Chemical Equilibrium
Chemical equilibrium is the state in which both the reactants and products of a chemical reaction are present in concentrations that have no net change over time. In other words, the forward and reverse reactions occur at the same rate. At equilibrium, the system's macroscopic properties, such as pressure, temperature, and concentration, remain constant. Consider the reaction: \[ \text{CuSO}_4 \text{ · 5H}_2\text{O}(\text{s}) \rightleftharpoons \text{CuSO}_4 \text{ · 3H}_2\text{O}(\text{s}) + 2 \text{H}_2\text{O}(\text{g}) \]Here, individual molecules continue to react in both the forward and reverse directions, but because these rates are equal, no net change in the concentration of reactants and products takes place. Achieving equilibrium does not mean the reactants and products are equal in concentration—it simply means their concentrations have become constant. Factors such as temperature and pressure can shift the equilibrium position, leading to a new balance point.
Equilibrium Expressions
An equilibrium expression is a mathematical equation representing the relationship between the concentrations or partial pressures of the reactants and products in a reaction at equilibrium.

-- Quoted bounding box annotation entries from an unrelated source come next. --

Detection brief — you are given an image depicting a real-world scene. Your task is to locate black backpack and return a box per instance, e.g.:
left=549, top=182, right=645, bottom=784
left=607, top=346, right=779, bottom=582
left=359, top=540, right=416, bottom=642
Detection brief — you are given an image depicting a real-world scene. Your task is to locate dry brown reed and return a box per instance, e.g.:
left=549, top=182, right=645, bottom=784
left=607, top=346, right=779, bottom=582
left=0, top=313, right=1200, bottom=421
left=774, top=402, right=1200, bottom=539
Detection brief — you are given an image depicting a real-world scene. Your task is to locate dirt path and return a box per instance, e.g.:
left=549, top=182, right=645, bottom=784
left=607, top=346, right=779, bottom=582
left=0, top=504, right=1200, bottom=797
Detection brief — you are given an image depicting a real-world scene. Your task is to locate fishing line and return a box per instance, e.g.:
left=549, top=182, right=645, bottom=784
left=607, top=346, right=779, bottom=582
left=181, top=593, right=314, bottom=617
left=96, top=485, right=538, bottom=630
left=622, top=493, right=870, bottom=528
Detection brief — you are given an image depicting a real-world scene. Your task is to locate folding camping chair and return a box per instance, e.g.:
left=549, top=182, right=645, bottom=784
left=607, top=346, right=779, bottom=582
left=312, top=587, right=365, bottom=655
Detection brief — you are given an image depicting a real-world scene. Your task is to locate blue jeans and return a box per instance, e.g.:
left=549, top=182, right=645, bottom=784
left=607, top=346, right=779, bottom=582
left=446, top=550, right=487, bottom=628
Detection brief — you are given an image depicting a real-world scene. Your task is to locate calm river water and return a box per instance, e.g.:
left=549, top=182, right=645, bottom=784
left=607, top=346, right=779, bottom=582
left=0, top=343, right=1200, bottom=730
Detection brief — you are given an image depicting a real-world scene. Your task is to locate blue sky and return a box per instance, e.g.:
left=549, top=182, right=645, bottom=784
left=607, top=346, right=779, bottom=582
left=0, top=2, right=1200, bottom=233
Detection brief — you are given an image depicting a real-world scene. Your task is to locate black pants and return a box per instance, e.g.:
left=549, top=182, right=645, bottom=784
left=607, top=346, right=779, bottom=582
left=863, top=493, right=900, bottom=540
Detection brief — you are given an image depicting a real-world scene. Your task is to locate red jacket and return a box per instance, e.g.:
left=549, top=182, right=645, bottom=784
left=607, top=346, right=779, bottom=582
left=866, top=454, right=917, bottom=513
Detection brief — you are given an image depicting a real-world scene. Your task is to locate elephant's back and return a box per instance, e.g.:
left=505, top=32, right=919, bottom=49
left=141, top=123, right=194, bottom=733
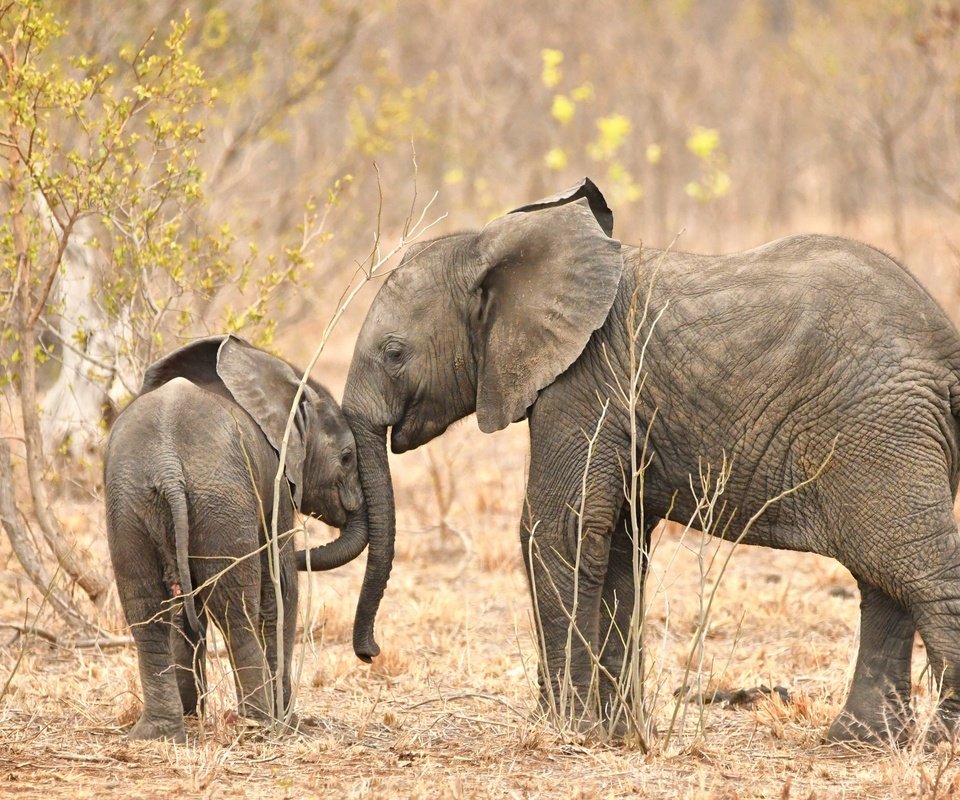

For reactions involving gases, we often use partial pressures to express this relationship. The equilibrium constant, denoted as \(K\), can be expressed in terms of concentrations (\(K_C\)) or partial pressures (\(K_P\)). For the reaction given: \[ \text{CuSO}_4 \text{ · 5H}_2\text{O} (\text{s}) \rightleftharpoons \text{CuSO}_4 \text{ · 3H}_2\text{O} (\text{s}) + 2 \text{H}_2\text{O} (\text{g}) \]we write the equilibrium expression considering only the gaseous part since solids have constant concentration that do not appear in equilibrium expressions. Therefore, the equilibrium constant in terms of partial pressures (\(K_P\)) is: \[ K_P = (P_{\text{H}_2O})^2 \]where \(P_{\text{H}_2O}\) is the partial pressure of water vapor. This expression tells us how the equilibrium position will change with a change in the partial pressure of the products.
Partial Pressure
Partial pressure represents the pressure that a single gas in a mixture would exert if it occupied the entire volume by itself. It's essential for reactions involving gases, as in our equilibrium example. The total pressure in a container can be imagined as the sum of the partial pressures of each gas present. Using the ideal gas law, partial pressure can be expressed as: \[ P = \frac{nRT}{V} \]where \(n\) is the number of moles of the gas, \(R\) is the universal gas constant, \(T\) is the temperature, and \(V\) is the volume.In chemical equilibrium, the partial pressures of reactants and products determine the position of equilibrium as per the equilibrium expression. In the given reaction, \[ \text{CuSO}_4 \text{ · 5H}_2\text{O} (\text{s}) \rightleftharpoons \text{CuSO}_4 \text{ · 3H}_2\text{O} (\text{s}) + 2 \text{H}_2\text{O} (\text{g}) \] the partial pressure of water vapor (\(P_{\text{H}_2O}\)) plays a crucial role in defining the equilibrium constant \(K_P\). Hence, knowing how to calculate and use partial pressures is essential for analyzing chemical equilibria involving gases.